Download or read book Hydrodynamics Around Cylindrical Structures written by B. Mutlu Sumer and published by World Scientific. This book was released on 2006 with total page 550 pages. Available in PDF, EPUB and Kindle. Book excerpt: This book discusses the subject of wave/current flow around a cylinder, the forces induced on the cylinder by the flow, and the vibration pattern of slender structures in a marine environment.The primary aim of the book is to describe the flow pattern and the resulting load which develops when waves or current meet a cylinder. Special attention is paid to circular cylinder. The development in the forces is related to the various flow patterns and is discussed in detail. Regular as well as irregular waves are considered, and special cases like wall proximities (pipelines) are also investigated.

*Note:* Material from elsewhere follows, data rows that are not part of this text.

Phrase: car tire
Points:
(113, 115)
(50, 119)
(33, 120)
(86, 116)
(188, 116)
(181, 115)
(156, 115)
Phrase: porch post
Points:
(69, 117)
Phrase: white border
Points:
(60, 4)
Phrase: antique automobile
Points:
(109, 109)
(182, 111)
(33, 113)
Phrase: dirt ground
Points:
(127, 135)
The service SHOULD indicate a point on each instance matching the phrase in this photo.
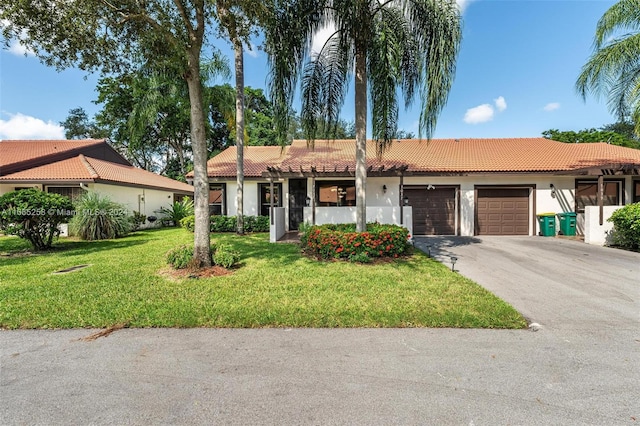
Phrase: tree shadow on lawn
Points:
(258, 247)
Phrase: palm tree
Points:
(614, 67)
(410, 45)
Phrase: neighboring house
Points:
(69, 167)
(450, 186)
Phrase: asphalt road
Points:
(581, 367)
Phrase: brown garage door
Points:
(502, 211)
(433, 210)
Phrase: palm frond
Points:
(624, 15)
(324, 87)
(436, 27)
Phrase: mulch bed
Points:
(211, 271)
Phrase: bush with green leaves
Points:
(176, 212)
(99, 218)
(225, 256)
(341, 241)
(181, 257)
(626, 226)
(34, 215)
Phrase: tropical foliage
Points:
(177, 211)
(34, 215)
(342, 242)
(410, 45)
(626, 223)
(99, 218)
(613, 70)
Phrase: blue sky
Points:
(515, 77)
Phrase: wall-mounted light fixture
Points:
(453, 263)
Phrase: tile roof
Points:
(17, 151)
(256, 159)
(513, 155)
(87, 169)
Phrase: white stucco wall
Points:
(594, 233)
(10, 187)
(144, 201)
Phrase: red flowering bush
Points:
(342, 242)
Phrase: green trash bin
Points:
(547, 222)
(567, 223)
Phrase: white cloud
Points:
(252, 51)
(501, 104)
(551, 106)
(15, 47)
(463, 4)
(321, 37)
(20, 126)
(480, 114)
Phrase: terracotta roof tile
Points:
(515, 155)
(256, 158)
(86, 169)
(17, 151)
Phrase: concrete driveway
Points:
(581, 368)
(559, 283)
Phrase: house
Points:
(440, 187)
(69, 167)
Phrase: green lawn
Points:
(274, 286)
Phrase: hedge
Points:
(343, 242)
(626, 226)
(229, 223)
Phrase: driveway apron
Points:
(559, 283)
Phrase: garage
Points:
(433, 208)
(502, 211)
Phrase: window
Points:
(587, 194)
(72, 192)
(217, 195)
(265, 197)
(335, 193)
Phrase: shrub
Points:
(180, 257)
(188, 223)
(34, 215)
(342, 242)
(99, 218)
(224, 256)
(176, 212)
(137, 220)
(626, 223)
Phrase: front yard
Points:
(274, 286)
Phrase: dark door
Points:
(502, 211)
(297, 201)
(433, 210)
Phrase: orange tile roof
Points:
(18, 151)
(86, 169)
(256, 159)
(517, 155)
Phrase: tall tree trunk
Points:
(239, 62)
(201, 236)
(361, 139)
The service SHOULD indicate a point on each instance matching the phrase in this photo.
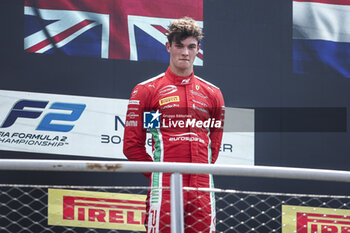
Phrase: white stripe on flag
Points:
(319, 21)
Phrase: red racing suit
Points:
(190, 100)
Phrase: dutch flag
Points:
(321, 36)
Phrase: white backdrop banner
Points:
(94, 127)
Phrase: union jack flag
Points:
(112, 29)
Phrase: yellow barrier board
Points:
(96, 209)
(302, 219)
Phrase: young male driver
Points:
(177, 94)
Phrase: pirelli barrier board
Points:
(302, 219)
(96, 209)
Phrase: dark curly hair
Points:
(182, 28)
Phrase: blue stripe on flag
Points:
(309, 55)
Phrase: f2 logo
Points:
(46, 124)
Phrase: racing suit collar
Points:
(178, 80)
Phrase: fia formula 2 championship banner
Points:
(303, 219)
(89, 126)
(96, 209)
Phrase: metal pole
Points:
(184, 168)
(177, 208)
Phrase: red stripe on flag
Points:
(63, 35)
(334, 2)
(160, 28)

Download or read book Introduction to Nearshore Hydrodynamics written by Ib A. Svendsen and published by World Scientific. This book was released on 2006 with total page 748 pages. Available in PDF, EPUB and Kindle. Book excerpt: This book is intended as an introductory textbook for graduate students and as a reference book for engineers and scientists working in the field of coastal engineering. As such it gives a description of the theories for wave and nearshore hydrodynamics. It is meant to de-mystify the topics and hence starts at a fairly basic level. It requires knowledge of fluid mechanics equivalent to a first year graduate level. At the end of each topic, an attempt is made to give an overview of the present stage of the scientific development in that area with numerous references for further studies.
Download or read book Dynamics Of Coastal Systems written by Job Dronkers and published by World Scientific. This book was released on 2005-08-04 with total page 541 pages. Available in PDF, EPUB and Kindle. Book excerpt: Dynamics of Coastal Systems is about the dynamic interaction between water motion and seabed topography, which affects the natural response of coastal systems to change in external conditions and to human interventions — from the scale of seabed ripples up to the scale of entire barrier and delta systems. The book highlights major concepts developed during the past 50 years for the description of current-topography, tide-topography and wave-topography interactions. It provides simple analytical tools and models for diagnosing and predicting coastal response to change, with references to a great variety of coastal systems around the world. These concepts and tools are crucial for sustainable management of beaches, deltas and coastal wetlands.The book is based on a master course on coastal morphodynamics given at the Universities of Utrecht and Delft in The Netherlands for graduate students who are familiar with the basic concepts of coastal hydrodynamics. It enables coastal engineers to complete their background knowledge and to facilitate access to cutting-edge scientific literature on specific topics. The book may also serve to familiarise consultants, practitioners and academics in related coastal disciplines with modern concepts of land-sea interaction.